Commonwealth v. Borden

403 Mass. 1008 | Mass. | 1988

At issue is the correctness of an order allowing the defendants’ joint motion to suppress evidence seized from an automobile after the arrest of the defendants. The Commonwealth then applied to a single justice of this court for leave to appeal. See Mass. R. Crim. P. 15 (b) (2), 378 Mass. 882 (1979) as amended by 397 Mass. 1225 (1986). The single justice allowed the Commonwealth’s application and reserved and reported the case to the full court. We reverse the order allowing the motion to suppress.

*1009On November 6, 1986, Detective Charles Wilson and Officer Mayfield Holiday of the Boston police department were assigned to the drug control unit in the East Boston area. An informant told them that drugs could be purchased by calling a specific telephone number. Wilson telephoned the number given to him by the informant. Wilson told the male voice answering the telephone he was “Sean.” Wilson asked for “two” (i.e., two half-grams of cocaine). In response to a question as to his location Wilson said he would be on Porter Street near a named East Boston pizza shop. The person answering the telephone said he would be there in about ten to fifteen minutes.

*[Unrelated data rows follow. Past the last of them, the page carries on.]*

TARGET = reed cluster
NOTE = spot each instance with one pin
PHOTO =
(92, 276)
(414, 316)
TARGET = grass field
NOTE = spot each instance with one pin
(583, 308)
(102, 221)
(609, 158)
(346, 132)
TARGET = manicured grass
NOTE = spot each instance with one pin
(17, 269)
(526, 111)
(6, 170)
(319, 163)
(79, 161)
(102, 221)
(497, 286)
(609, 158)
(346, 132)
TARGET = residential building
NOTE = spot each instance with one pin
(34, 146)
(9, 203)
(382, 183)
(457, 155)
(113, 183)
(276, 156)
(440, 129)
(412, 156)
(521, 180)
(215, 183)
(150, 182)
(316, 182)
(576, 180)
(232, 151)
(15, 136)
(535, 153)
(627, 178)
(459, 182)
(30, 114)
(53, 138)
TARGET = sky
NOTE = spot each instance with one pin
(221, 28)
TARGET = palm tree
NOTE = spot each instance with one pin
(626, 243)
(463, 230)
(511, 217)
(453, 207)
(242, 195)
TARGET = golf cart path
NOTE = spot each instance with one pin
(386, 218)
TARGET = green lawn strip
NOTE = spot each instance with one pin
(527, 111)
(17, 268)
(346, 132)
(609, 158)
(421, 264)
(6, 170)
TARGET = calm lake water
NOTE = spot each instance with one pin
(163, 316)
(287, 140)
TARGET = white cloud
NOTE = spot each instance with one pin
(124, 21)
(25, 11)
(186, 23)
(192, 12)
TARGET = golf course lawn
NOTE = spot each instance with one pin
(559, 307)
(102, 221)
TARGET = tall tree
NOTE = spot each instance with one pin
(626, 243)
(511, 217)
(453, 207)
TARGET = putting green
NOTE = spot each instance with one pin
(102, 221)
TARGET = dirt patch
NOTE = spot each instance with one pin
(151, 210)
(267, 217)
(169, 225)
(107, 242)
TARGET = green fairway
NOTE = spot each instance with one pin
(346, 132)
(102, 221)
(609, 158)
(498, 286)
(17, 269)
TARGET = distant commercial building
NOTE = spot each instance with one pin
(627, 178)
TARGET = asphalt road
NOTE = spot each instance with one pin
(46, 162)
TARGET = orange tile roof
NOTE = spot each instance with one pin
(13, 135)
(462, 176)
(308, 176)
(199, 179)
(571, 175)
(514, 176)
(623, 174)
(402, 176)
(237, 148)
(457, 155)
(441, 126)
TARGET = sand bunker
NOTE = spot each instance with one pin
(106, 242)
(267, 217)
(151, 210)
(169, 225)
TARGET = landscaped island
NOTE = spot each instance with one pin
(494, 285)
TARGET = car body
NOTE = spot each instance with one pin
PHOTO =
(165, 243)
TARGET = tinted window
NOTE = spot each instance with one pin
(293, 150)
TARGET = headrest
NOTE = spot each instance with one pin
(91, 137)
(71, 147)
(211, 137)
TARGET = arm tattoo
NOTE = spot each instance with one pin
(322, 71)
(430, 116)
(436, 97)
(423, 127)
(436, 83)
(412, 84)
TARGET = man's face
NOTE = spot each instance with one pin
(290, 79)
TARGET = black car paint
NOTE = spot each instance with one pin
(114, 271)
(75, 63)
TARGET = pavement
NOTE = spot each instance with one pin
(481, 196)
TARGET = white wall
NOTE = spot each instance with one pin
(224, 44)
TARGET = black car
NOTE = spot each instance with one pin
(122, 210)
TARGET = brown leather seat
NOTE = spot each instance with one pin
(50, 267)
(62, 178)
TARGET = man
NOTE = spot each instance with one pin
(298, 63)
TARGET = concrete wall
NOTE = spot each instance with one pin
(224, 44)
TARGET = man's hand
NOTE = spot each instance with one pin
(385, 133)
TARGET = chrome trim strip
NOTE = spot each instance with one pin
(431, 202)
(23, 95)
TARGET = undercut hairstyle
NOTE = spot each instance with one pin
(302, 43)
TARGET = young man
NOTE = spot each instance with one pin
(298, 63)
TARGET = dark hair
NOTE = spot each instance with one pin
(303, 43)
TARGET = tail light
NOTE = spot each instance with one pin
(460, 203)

Wilson went to the street and stood near the pizza shop; Holiday waited nearby in an unmarked police car. About fifteen minutes later the defendants drove up in a Toyota automobile. Borden drove and Mancini was in the passenger seat. Mancini asked Wilson if he were “Sean.” Wilson said he was “Sean.” As Wilson approached the car he saw Borden give Mancini a plastic bag of white powder. Mancini said, “Fifty dollars.” Wilson motioned to Holiday as he gave Mancini $50. Holiday blocked the defendants’ automobile and the officers identified themselves. The officers ordered the defendants out of the automobile and arrested them. The officers then searched the automobile and found eighteen additional packets of white powder, $1,177, and á voice-activated paging device. The white powder was analyzed and determined to be cocaine.

The defendants were indicted for possession of cocaine with intent to distribute and for the distribution of cocaine. The defendants filed a motion to suppress alleging that the veracity and reliability of the informant was never established. The judge agreed and suppressed the evidence seized at the time of the arrest.2 On appeal the Commonwealth argues, as it did at the hearing, that the veracity and reliability of the informant is irrelevant because the evidence was seized pursuant to a valid arrest. We agree.

The police investigated the accuracy of the telephone number by calling the number to make a purchase of cocaine. The police made an appointment to purchase cocaine with the person who answered the telephone. The defendants kept the appointment and Wilson did purchase cocaine from the defendants. As a result of that purchase Wilson then had probable cause to arrest the defendants and, contemporaneous with the arrest, to search the automobile for the purpose of “seizing fruits, instrumentalities, contraband and other evidence of the crime for which the arrest has been made in order to prevent its destruction or concealment.” G. L. c. 276, § 1 (1986 ed.). “It is irrelevant that the occupant is standing outside the vehicle at the time of the arrest.” Commonwealth v. Bongarzone, 390 Mass. 326, 351 (1983). See New York v. Belton, 453 U.S. 454, 456, 462 (1981).

Laura Callahan Burnham, Assistant District Attorney, for the Commonwealth. Joseph J. Machera for the defendants.

The order allowing the defendants’ motion to suppress is reversed, and the cases are remanded to the Superior Court for further proceedings.

So ordered.

The judge did not indicate whether the white powder purchased by Wilson also was suppressed. On the result we reach we need not decide the issue whether the purchase of the cocaine should be treated differently from the cocaine seized pursuant to the search.